The CAT in York Condominium Corporation No. 288 v. Tamhane sheds some light on what corporations shouldn’t do when faced with concerns about an emotional support animal.
The applicant, YCC 288, is a residential condo corporation. Its governing documents prohibit all pets.
In October 2020, the respondent-tenant made an accommodation request under the Human Rights Code to have an emotional support dog. In support of his request, the respondent provided YCC 288 with two medical letters.
In November 2020, the request was approved by YCC 288, without any restrictions on the breed, size or weight of the emotional support animal. In December 2020, the respondent’s emotional support dog, Sumo, moved into YCC 288. In its approval letter, YCC 288 indicated that a “List of Conditions” was to follow within about a weeks’ time. No “List of Conditions” was provided until March 2022, approximately 1.5 years after approval.
In March 2022, YCC 288 provided the respondent with a “List of Conditions” which it unilaterally imposed on the respondent, without his consultation or any discussion. YCC 288 placed the following conditions on the respondent:
- While on the common elements, Sumo must be muzzled
- By the end of April 2022, Sumo must successfully complete the training RH (respondent) already initiated
- Entering and exiting the building with Sumo must be done via the north service corridor and north bank of elevators
- Sumo is not to be taken anywhere else on the common elements
YCC 288 brought an application before CAT seeking: (i) the removal of the respondent’s emotional support dog, Sumo; or in the alternative, (ii) an order that the respondent comply with the List of Conditions.
YCC 288 argued that Sumo posed a significant safety risk within the condo because of three alleged incidents of lunging – two of which security footage was presented by the condo – and several noise complaints (barking). YCC 288 argued that they could not accommodate Sumo any longer as he posed undue hardship.

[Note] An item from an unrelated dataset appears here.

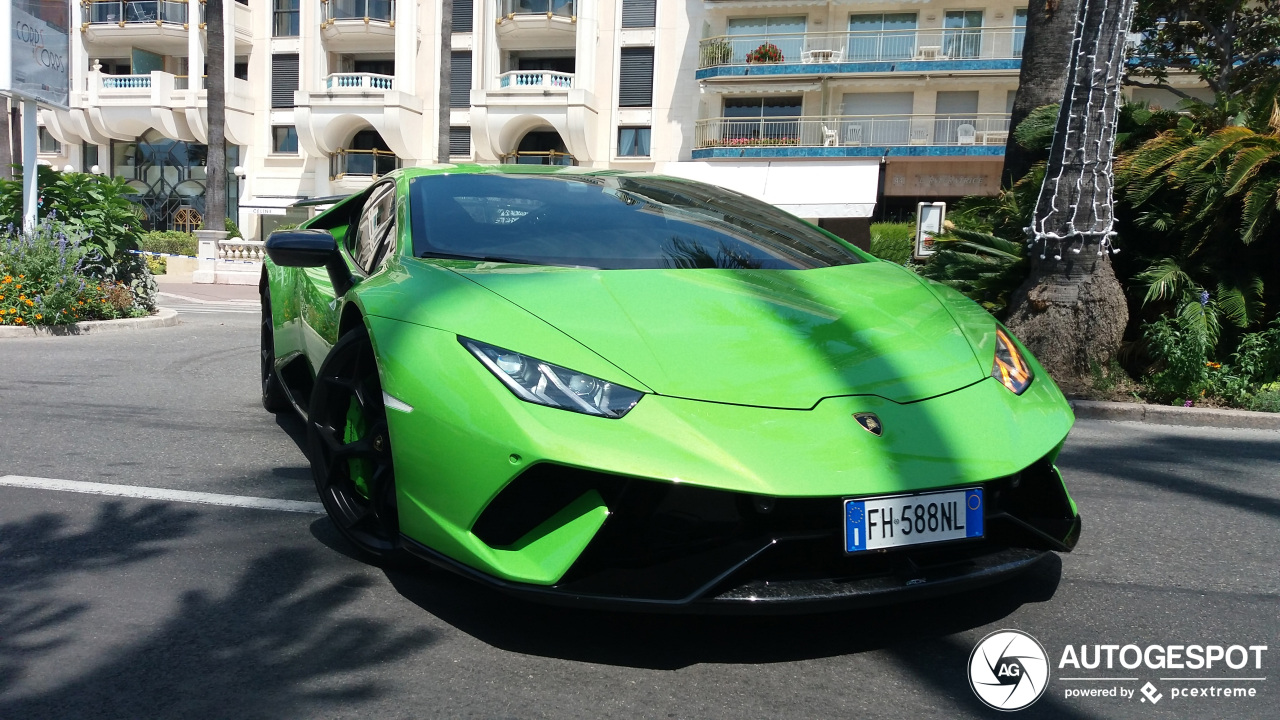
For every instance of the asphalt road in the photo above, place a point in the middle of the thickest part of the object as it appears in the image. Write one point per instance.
(117, 607)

The Tribunal found that the accommodation/Sumo did not pose any undue hardship. In evaluating the evidence, the Tribunal held that the two security videos did not establish that Sumo had acted in any aggressive manner. The Tribunal held that Sumo did not display any aggression towards any other resident or dog. Rather, the Tribunal held that, in the one instance, the other dog was the aggressor. The Tribunal did not make a finding on the third incident as there was no security footage nor witness testimony.

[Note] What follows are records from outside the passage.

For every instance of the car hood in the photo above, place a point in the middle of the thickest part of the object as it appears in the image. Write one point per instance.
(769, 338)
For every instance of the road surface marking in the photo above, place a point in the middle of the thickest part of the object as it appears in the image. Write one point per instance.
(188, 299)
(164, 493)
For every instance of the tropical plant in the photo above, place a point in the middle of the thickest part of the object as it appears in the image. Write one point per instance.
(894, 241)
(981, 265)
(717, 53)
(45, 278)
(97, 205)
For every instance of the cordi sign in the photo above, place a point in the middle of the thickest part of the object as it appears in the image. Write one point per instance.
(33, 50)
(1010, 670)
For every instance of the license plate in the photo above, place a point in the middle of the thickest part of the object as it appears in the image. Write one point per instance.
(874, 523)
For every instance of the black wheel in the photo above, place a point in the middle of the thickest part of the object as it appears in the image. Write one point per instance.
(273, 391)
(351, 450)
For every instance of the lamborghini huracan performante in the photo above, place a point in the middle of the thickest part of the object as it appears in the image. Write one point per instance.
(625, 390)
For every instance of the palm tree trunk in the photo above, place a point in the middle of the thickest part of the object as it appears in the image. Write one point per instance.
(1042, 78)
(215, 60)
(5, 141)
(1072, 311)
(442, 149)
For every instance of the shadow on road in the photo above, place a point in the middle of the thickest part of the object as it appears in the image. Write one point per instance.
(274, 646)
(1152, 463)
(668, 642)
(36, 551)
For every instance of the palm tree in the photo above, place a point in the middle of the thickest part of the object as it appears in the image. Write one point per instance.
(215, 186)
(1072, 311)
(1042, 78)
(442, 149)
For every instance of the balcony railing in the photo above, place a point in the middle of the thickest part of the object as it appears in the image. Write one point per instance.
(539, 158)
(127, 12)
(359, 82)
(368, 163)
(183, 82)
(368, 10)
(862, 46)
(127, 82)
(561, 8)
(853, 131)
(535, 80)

The Tribunal also favoured the respondent’s evidence with respect to the barking allegations. The respondent produced multiple letters from its neighbours who confirmed they either did not hear Sumo or they were not bothered by occasionally hearing Sumo bark. Additionally, the respondent provided evidence that his Furbo (a device which notifies the respondent when Sumo barks for more than 1 minute) had not notified him of any barking incidents.

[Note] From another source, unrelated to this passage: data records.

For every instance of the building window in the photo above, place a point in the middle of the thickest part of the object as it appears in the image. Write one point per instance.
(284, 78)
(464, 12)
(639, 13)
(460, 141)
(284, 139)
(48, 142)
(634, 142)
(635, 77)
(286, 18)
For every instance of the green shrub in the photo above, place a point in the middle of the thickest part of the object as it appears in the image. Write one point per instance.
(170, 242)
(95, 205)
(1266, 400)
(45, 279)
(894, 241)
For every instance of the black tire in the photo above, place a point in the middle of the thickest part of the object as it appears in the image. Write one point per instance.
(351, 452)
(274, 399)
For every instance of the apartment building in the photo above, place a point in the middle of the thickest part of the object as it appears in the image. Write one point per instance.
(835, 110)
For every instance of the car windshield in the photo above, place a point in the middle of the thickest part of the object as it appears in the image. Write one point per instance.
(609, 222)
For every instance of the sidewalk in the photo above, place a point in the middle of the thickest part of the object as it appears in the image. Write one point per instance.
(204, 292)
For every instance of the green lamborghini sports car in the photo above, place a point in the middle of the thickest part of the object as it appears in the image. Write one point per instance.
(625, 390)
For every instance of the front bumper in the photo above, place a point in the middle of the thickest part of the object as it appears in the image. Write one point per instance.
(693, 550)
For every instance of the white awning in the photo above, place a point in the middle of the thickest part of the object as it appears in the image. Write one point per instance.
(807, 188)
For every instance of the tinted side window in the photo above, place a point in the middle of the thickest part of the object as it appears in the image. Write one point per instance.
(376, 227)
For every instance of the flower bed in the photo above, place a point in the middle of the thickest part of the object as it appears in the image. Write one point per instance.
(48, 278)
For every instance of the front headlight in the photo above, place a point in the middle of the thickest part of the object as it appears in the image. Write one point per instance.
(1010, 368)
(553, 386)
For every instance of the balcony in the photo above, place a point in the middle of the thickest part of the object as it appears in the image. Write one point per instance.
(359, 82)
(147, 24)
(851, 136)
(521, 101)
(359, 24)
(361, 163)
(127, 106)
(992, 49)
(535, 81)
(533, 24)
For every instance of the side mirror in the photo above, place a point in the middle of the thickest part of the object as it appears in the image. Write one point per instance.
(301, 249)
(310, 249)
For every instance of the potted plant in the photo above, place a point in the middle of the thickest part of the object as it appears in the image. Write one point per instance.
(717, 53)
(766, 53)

The Tribunal also found that YCC 288 failed to adhere to their process for addressing serious incidents before commencing the application.
The Tribunal denied the applicant’s request for an order for Sumo’s removal.
The Tribunal also denied the applicant’s request for an order enforcing the List of Conditions. The Tribunal held that YCC 288 did not engage in discussions with the respondent about their concerns for Sumo’s behaviour. Rather, YCC 288 unilaterally imposed conditions on Sumo in response to a complaint they received. As the complaints continued, YCC 288 failed to address their concerns directly with the respondent and made the decision to seek Sumo’s removal from the building and/or enforcement of their conditions, by filing this application with the Tribunal.
The Tribunal held that YCC 288 failed to comply with its procedural duties under the Code by failing to engage the respondent in discussions about their concerns with respect to the accommodation of Sumo.
As a result of YCC 288’s unsuccessful application, the Tribunal awarded the respondent 60% of his legal fees – over $9,000.00.
Takeaways:
When evaluating a resident’s accommodation requests, condo corporations should conduct their proper due diligence, obtain advice from its legal counsel, and most importantly, ensure that there is open dialogue and discussions with the accommodation seeker and with any subsequent concerns regarding the accommodation granted.
It is important for condominiums to implement standardized policies for responding to such requests and, should concerns arise, discuss these concerns with the individuals before taking egregious enforcement steps. Entering into accommodation agreements, that are approved by both parties, is an effective way to address these concerns in a standardized manner.